Your PCB is designed by a CAD program. The CAD program uses its own coordinates; Most often, the origin is at the board low left corner. This is also the recommended location. When placing parts, the software needs to know the parts target location, in machine coordinates. To find out these machine coordinates, visual measurement process is used.
When building the job data, components with same value and footprint are collected together on one row. One of these rows should have data for alignment marks, usually called “fiducials”. Please see PCB requirements page for a description of industry standard ficucials. Using these makes the process more reliable, but is not mandatory, other PCB features, such as pads or vias, can be used as reference marks also. If you name your fiducials as FI1, FI2, … or FID1, FID2, … the program automatically recognizes these (case insensitive); otherwise you need to indicate the row by setting the method as “Fiducials”.

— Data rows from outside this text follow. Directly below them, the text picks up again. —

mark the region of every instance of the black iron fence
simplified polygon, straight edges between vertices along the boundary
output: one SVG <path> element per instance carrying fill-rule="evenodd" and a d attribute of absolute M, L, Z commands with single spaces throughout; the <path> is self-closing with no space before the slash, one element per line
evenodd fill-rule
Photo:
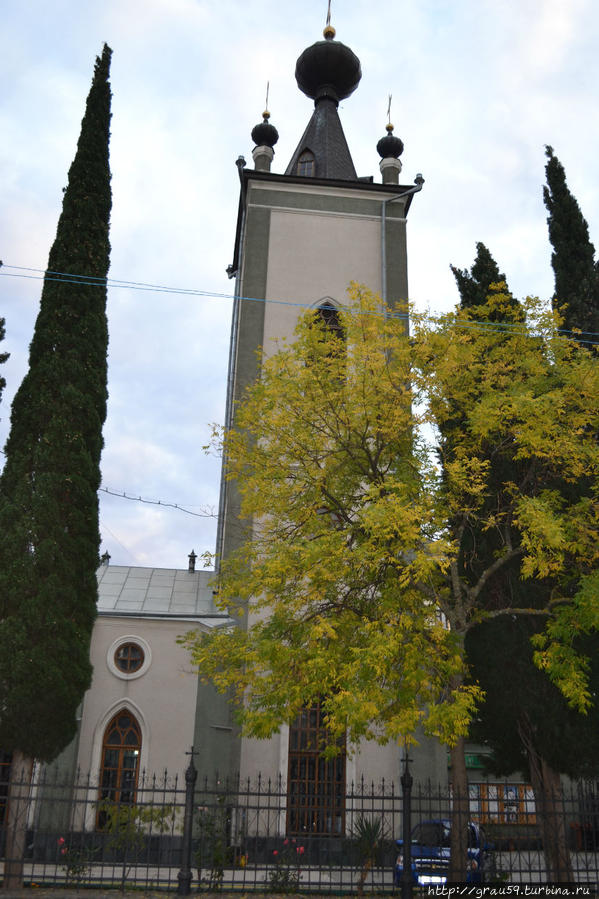
<path fill-rule="evenodd" d="M 599 882 L 598 787 L 575 784 L 547 798 L 526 785 L 472 784 L 463 880 Z M 127 802 L 102 797 L 94 778 L 66 782 L 41 770 L 19 782 L 13 772 L 0 825 L 3 871 L 16 871 L 25 884 L 182 895 L 220 889 L 408 895 L 449 876 L 458 803 L 446 788 L 410 784 L 405 776 L 397 785 L 362 781 L 346 786 L 341 813 L 338 791 L 335 815 L 327 815 L 328 804 L 330 796 L 314 790 L 288 792 L 282 779 L 197 778 L 193 763 L 185 777 L 140 776 Z M 294 830 L 297 821 L 301 830 Z M 407 831 L 404 869 L 397 840 Z"/>

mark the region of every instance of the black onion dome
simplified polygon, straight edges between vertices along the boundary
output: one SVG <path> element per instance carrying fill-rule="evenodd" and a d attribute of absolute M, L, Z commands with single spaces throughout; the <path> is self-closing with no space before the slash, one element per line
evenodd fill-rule
<path fill-rule="evenodd" d="M 252 128 L 252 140 L 257 147 L 270 147 L 271 150 L 279 139 L 279 132 L 274 125 L 268 121 L 269 112 L 263 112 L 263 119 L 260 124 Z"/>
<path fill-rule="evenodd" d="M 324 41 L 317 41 L 299 57 L 295 66 L 297 86 L 308 97 L 344 100 L 353 94 L 362 77 L 360 60 L 349 47 L 334 41 L 334 29 L 325 29 Z"/>
<path fill-rule="evenodd" d="M 387 134 L 381 137 L 376 145 L 377 152 L 381 159 L 399 159 L 403 153 L 403 141 L 393 134 L 393 125 L 387 125 Z"/>

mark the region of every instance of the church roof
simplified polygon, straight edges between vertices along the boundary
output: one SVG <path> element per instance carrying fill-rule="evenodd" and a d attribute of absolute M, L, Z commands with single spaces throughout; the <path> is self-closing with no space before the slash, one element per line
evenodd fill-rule
<path fill-rule="evenodd" d="M 286 175 L 297 173 L 299 157 L 306 150 L 314 154 L 316 178 L 357 180 L 356 169 L 337 112 L 337 103 L 328 97 L 322 97 L 316 103 L 308 127 L 287 166 Z"/>
<path fill-rule="evenodd" d="M 100 565 L 98 614 L 135 618 L 226 620 L 214 605 L 213 571 Z M 217 619 L 217 620 L 215 620 Z"/>

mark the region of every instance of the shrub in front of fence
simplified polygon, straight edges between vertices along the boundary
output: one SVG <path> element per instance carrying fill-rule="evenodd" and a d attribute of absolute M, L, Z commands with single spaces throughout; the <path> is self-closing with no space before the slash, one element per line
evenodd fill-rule
<path fill-rule="evenodd" d="M 273 849 L 274 868 L 268 872 L 271 893 L 295 893 L 302 879 L 301 866 L 306 849 L 295 839 L 284 839 L 281 849 Z"/>
<path fill-rule="evenodd" d="M 85 846 L 81 840 L 79 845 L 69 845 L 64 837 L 56 841 L 60 867 L 65 872 L 67 884 L 80 886 L 91 874 L 92 864 L 98 849 Z"/>

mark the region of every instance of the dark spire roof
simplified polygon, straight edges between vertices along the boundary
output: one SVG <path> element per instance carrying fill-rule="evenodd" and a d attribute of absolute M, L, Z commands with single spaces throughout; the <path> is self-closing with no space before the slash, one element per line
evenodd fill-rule
<path fill-rule="evenodd" d="M 317 102 L 308 127 L 287 166 L 286 175 L 297 173 L 299 157 L 306 150 L 314 154 L 314 177 L 357 180 L 358 176 L 337 113 L 337 104 L 332 100 L 323 98 Z"/>
<path fill-rule="evenodd" d="M 334 28 L 327 25 L 324 36 L 324 41 L 304 50 L 295 67 L 298 87 L 314 100 L 314 112 L 285 174 L 297 174 L 299 157 L 310 151 L 316 178 L 355 181 L 356 170 L 337 107 L 360 82 L 360 60 L 345 44 L 333 40 Z"/>

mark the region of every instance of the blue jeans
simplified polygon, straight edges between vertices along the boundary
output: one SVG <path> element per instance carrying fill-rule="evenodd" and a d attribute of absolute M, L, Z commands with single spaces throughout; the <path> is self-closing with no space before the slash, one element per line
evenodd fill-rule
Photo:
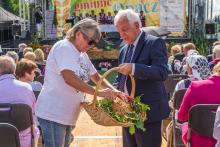
<path fill-rule="evenodd" d="M 74 126 L 62 125 L 53 121 L 38 118 L 44 147 L 69 147 L 73 141 L 71 134 Z"/>

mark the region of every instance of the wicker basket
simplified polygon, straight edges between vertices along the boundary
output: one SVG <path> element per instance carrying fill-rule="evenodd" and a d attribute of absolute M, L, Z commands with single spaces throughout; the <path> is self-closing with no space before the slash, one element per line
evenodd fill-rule
<path fill-rule="evenodd" d="M 100 81 L 97 83 L 96 86 L 96 91 L 94 94 L 94 98 L 92 102 L 83 102 L 82 106 L 83 108 L 87 111 L 87 113 L 90 115 L 91 119 L 102 126 L 123 126 L 123 127 L 129 127 L 131 123 L 121 123 L 116 121 L 114 118 L 112 118 L 105 110 L 98 105 L 98 100 L 97 100 L 97 92 L 100 88 L 100 85 L 103 81 L 103 79 L 112 71 L 117 71 L 117 67 L 112 68 L 104 73 Z M 132 83 L 132 89 L 131 89 L 131 97 L 134 97 L 135 93 L 135 81 L 134 77 L 130 75 L 131 78 L 131 83 Z M 132 109 L 130 107 L 130 104 L 122 101 L 121 99 L 117 98 L 114 100 L 112 108 L 114 111 L 120 113 L 120 114 L 125 114 L 127 112 L 130 112 Z"/>

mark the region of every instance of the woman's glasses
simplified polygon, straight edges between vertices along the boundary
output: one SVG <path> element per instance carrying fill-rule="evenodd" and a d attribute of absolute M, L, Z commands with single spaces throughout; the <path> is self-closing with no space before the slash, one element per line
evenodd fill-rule
<path fill-rule="evenodd" d="M 94 39 L 89 39 L 89 36 L 87 36 L 83 31 L 80 31 L 83 34 L 83 38 L 87 41 L 88 45 L 97 45 L 97 42 Z"/>

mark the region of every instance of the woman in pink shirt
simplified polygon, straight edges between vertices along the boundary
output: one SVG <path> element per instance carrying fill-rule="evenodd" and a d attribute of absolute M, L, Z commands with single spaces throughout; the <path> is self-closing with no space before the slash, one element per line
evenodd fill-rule
<path fill-rule="evenodd" d="M 189 110 L 196 104 L 220 104 L 220 63 L 214 68 L 214 75 L 207 80 L 193 81 L 187 89 L 178 112 L 178 120 L 188 121 Z M 183 141 L 187 143 L 188 124 L 182 127 Z M 214 147 L 216 140 L 192 131 L 192 147 Z"/>

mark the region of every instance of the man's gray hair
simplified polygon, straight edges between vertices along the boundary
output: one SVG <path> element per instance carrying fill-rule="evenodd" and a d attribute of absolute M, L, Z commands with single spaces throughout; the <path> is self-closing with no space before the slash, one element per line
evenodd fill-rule
<path fill-rule="evenodd" d="M 138 22 L 139 27 L 141 28 L 140 17 L 138 15 L 138 13 L 136 13 L 134 10 L 132 10 L 132 9 L 119 10 L 119 12 L 117 13 L 117 15 L 115 16 L 115 19 L 114 19 L 115 26 L 118 24 L 118 21 L 121 18 L 127 19 L 131 25 L 134 25 L 135 22 Z"/>
<path fill-rule="evenodd" d="M 12 57 L 15 61 L 15 63 L 18 61 L 18 54 L 15 51 L 8 51 L 6 53 L 6 56 Z"/>
<path fill-rule="evenodd" d="M 18 45 L 19 51 L 23 51 L 26 47 L 27 47 L 27 44 L 25 44 L 25 43 L 20 43 Z"/>
<path fill-rule="evenodd" d="M 0 76 L 4 74 L 14 74 L 16 64 L 9 56 L 0 56 Z"/>
<path fill-rule="evenodd" d="M 101 38 L 101 32 L 99 29 L 99 24 L 91 19 L 85 18 L 79 22 L 77 22 L 71 29 L 67 31 L 66 38 L 67 39 L 75 39 L 75 35 L 77 31 L 82 31 L 84 34 L 88 34 L 88 32 L 93 32 L 93 39 L 95 41 L 99 41 Z"/>
<path fill-rule="evenodd" d="M 216 45 L 213 48 L 213 53 L 215 53 L 215 58 L 220 59 L 220 45 Z"/>

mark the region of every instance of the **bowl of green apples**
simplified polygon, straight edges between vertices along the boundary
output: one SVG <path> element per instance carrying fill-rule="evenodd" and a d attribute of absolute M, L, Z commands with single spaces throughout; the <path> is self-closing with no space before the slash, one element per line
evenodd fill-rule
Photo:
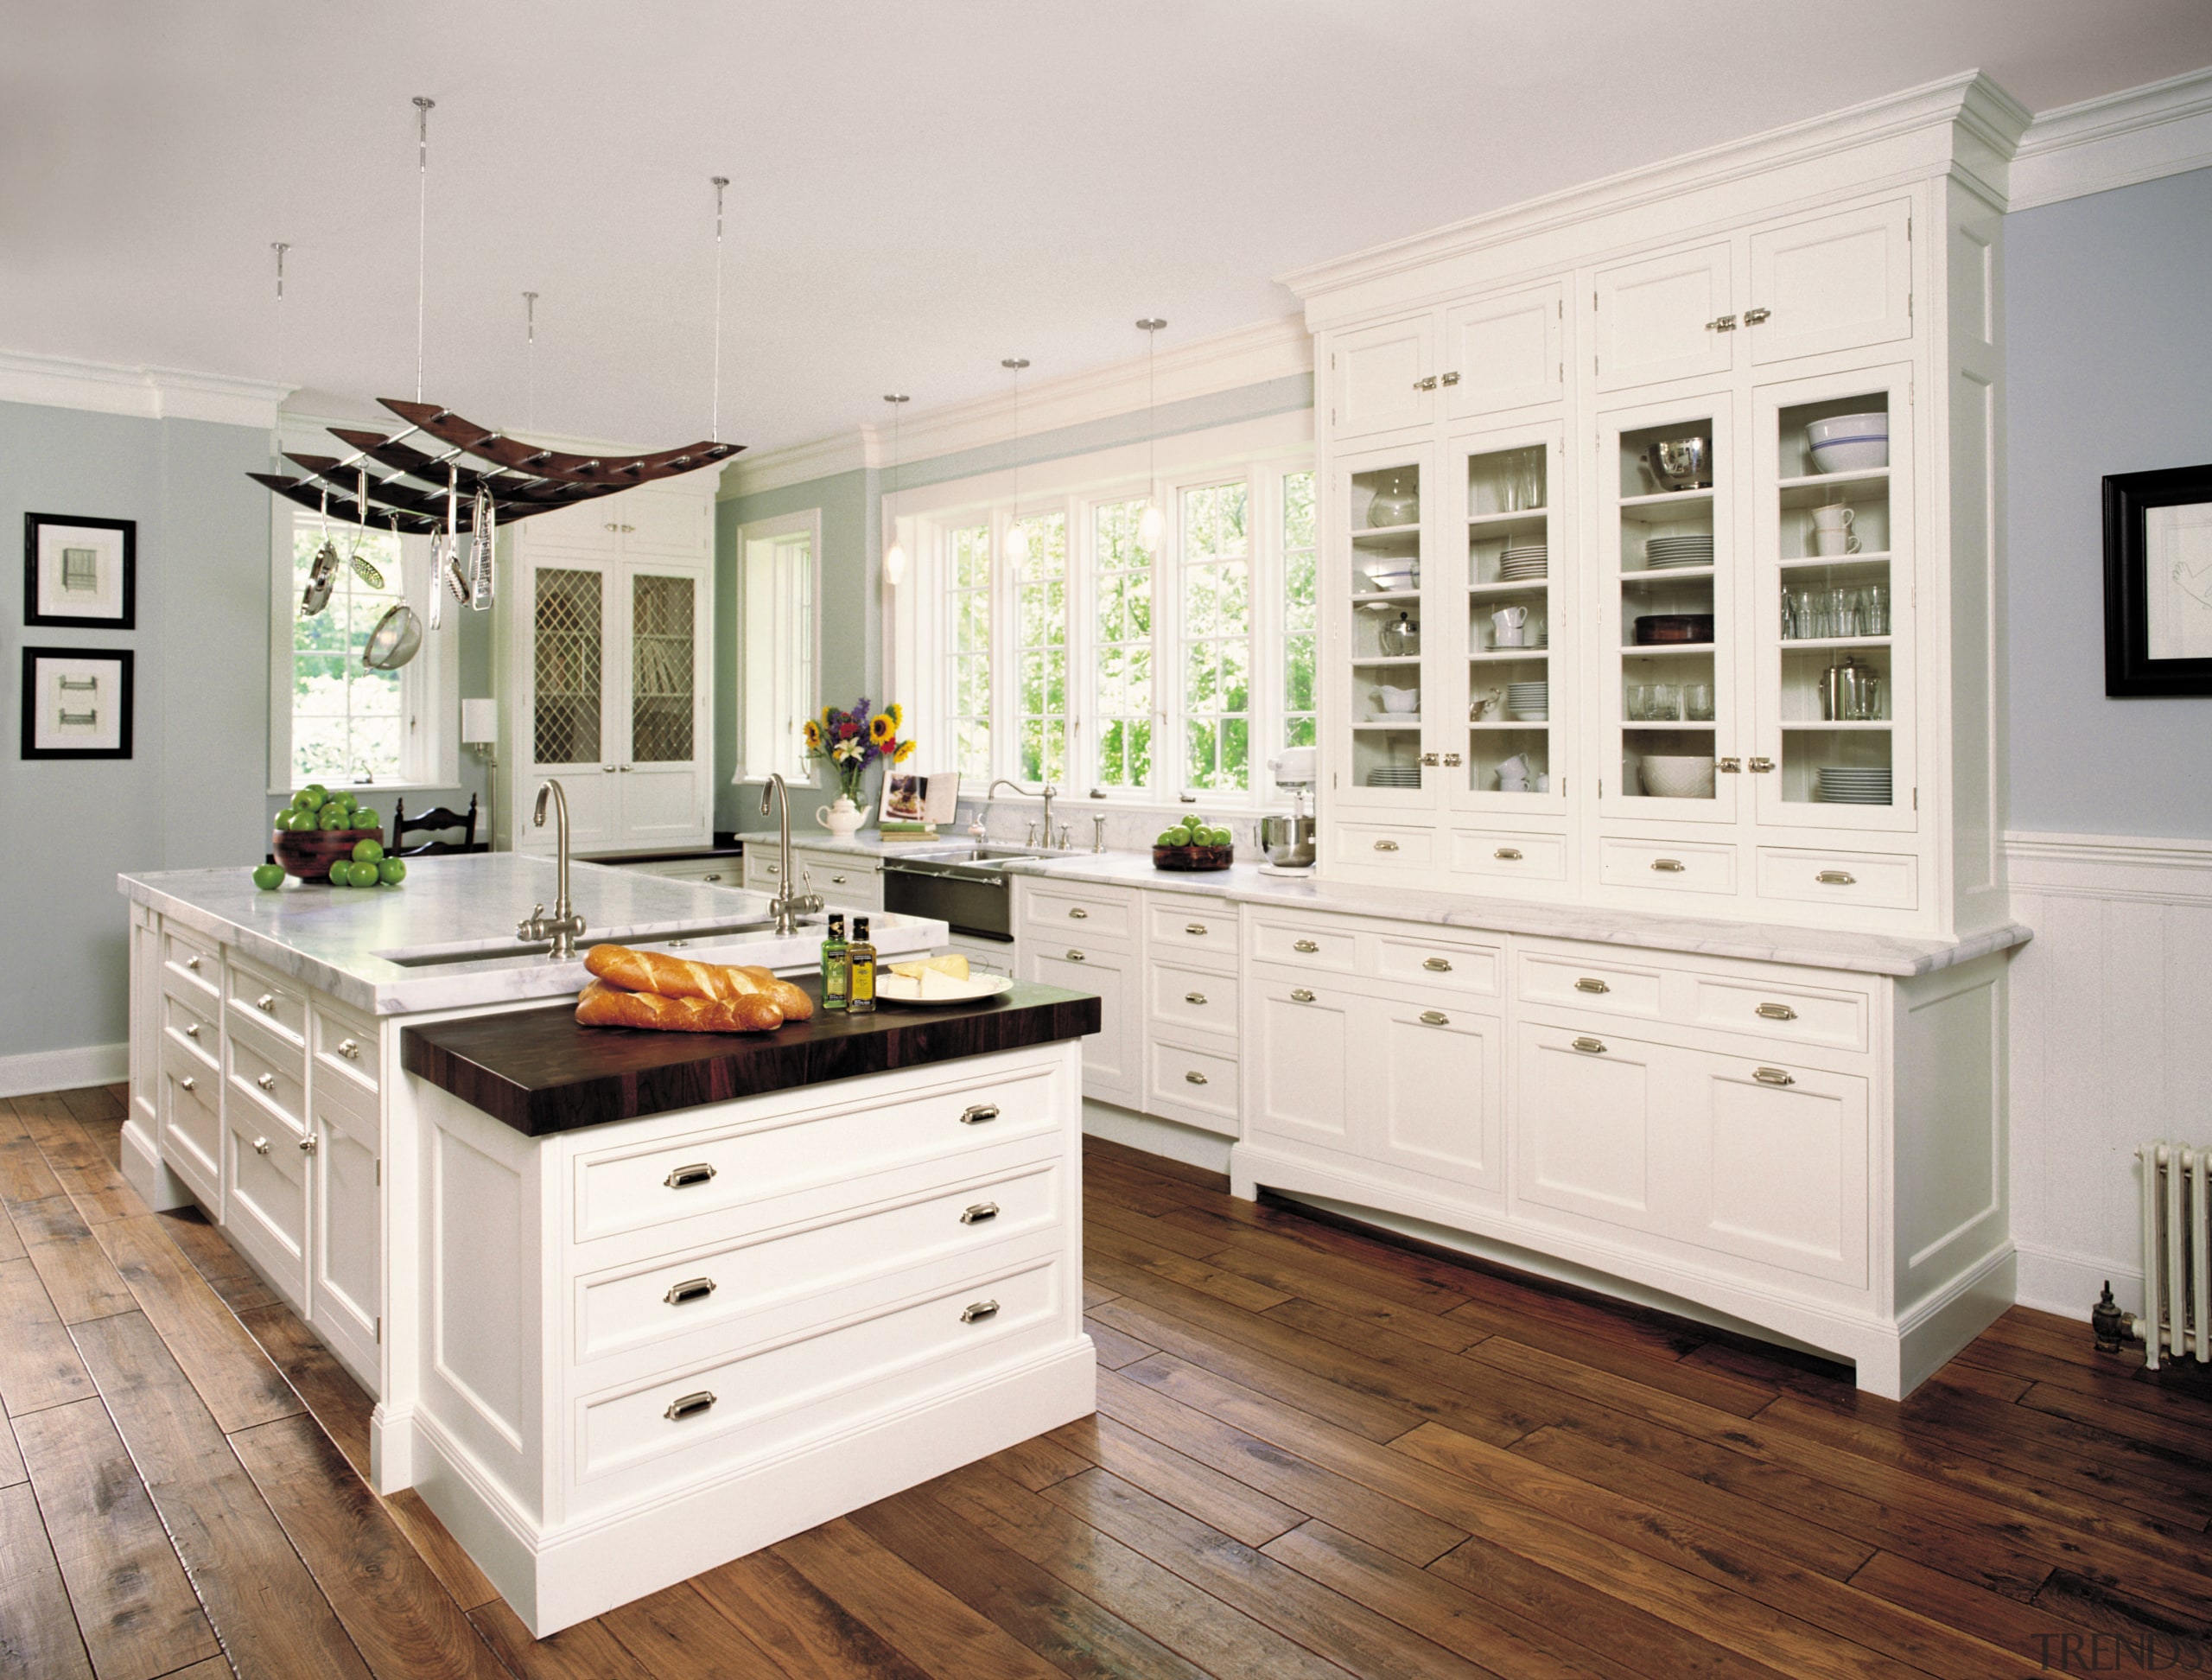
<path fill-rule="evenodd" d="M 384 819 L 344 788 L 308 783 L 277 813 L 276 827 L 270 850 L 295 880 L 396 887 L 406 879 L 406 864 L 385 856 Z"/>
<path fill-rule="evenodd" d="M 1236 861 L 1236 837 L 1203 817 L 1186 817 L 1152 843 L 1152 867 L 1185 872 L 1225 869 Z"/>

The idea is to visually measure the the location (machine coordinates) of the alignment marks. From these, the program will construct a mathematical transform between the CAD data and machine coordinates. Four reference marks, spread out on the board, will results to most accurate results. Two are needed at minimum. The accuracy of the transform will suffer the farther away you get from the area defined by the reference marks.
The machine will go trough the alignment marks one by one. First it goes to the nominal location, which is just the CAD data coordinates plus the PCB position. Assuming all goes as planned, it takes an initial measurement. From this it gets on top of the mark or a more accurate data, re-trying a few times if needed. After measurement, the program pauses briefly on top of each one. I recommend you watch this process, in case the process picks up a wrong feature on your PCB.
After the measurement, the software builds the transform and applies it to each component. Results go to CAD data table, machine coordinates columns.
The process is fairly robust, but if it fails, you’ll get a message. A known issue is that if your board has relatively large offset (CAD data origin not close to the board), the algorithm has troubles to build a stable transform. In these cases. you can either modify the location of the origin in your CAD data, or process the CAD data in a spreadsheet program, such as Excel. (The CAD data is a comma separated text file, that all spreadsheet programs can read and write.)